In any case, the message of interest is the GossipDigestAck2 (GDA2) because it is the largest of the Gossip messages. GDA2 contains the set of EndpointStateMaps (node metadata) for newly-discovered nodes, i.e. those nodes just added to an existing cluster. When each node becomes aware of joining node, they Gossip it to three randomly-chosen other nodes. The GDA2 message is tailored to contain the delta of new node metadata the receiving node is unaware of.
For a single node, the upper limit on GDA message size is roughly 3 * N * k * V
Where N is the number of nodes in the cluster,
V is the number of tokens (vnodes) per cluster,
k is a constant value, approximately 64 bytes, that represents a serialized token plus some other endpoint metadata.
If one is running hundreds of nodes in a cluster, the Gossip message traffic created when a node joins can be significant and increases with the number of nodes. I believe this to be the first order effect and probably violates one of the assumptions of the PHI Accrual Failure Detection, that heartbeat messages are small enough not to consume a relevant amount of compute or communication resources. The variable transmission time (due to variable length messages) is a clear violation of assumptions, if I've read the source code correctly.
On a related topic, there is a hard-coded limitation to the number of vnodes due to the serialization of the GDA messages.
No more than 1720 vnodes can be configured without creating a greater than 32K serialized String vnode message.
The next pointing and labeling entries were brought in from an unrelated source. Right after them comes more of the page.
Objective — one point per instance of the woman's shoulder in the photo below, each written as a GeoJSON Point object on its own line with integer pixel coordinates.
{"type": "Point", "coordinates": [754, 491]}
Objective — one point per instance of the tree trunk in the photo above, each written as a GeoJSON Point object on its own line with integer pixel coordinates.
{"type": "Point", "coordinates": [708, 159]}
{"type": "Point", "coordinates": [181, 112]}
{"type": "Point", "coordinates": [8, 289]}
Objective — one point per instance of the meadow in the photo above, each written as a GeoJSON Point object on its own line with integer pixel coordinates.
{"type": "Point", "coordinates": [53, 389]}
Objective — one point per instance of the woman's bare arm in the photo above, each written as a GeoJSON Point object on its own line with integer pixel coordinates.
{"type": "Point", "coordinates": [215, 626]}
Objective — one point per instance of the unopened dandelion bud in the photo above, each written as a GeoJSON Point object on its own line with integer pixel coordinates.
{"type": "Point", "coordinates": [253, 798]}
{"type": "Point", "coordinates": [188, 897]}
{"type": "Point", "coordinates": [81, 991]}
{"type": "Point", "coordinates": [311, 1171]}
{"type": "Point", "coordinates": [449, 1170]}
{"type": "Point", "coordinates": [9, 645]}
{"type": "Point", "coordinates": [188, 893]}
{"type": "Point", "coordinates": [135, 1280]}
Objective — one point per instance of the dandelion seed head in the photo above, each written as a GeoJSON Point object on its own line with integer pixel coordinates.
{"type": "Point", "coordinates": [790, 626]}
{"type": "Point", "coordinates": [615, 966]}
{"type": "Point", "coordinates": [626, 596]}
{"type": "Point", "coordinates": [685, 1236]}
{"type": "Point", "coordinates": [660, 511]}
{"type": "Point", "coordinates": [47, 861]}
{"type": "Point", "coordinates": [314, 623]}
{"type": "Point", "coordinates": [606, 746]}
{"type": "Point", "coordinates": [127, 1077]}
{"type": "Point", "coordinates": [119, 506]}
A patch is provided below for future use should this become an issue.
In clusters with hundreds of nodes, GDA2 messages can be 200 KB or 2 MB if many nodes join simultaneously. This is not an issue if the computer experiences no latency from competing workloads. In the real world, nodes are added because the cluster load has grown in terms of retained data, or in terms of a high transaction arrival rate. This means node resources may be fully utilized when adding new nodes is typically attempted.
It occured to me that we have another use case to accomodate. It is common to experience transient failure modes, even in modern data centers with disciplined maintenance practices. Ethernet cables get moved, switches and routers rebooted. BGP route errors and other temporary interruptions may occur with the network fabric in real world scenarios. People make mistakes, plans change and preventative maintenance often causes short-lived interruptions occur with network, CPU and disk subsystems.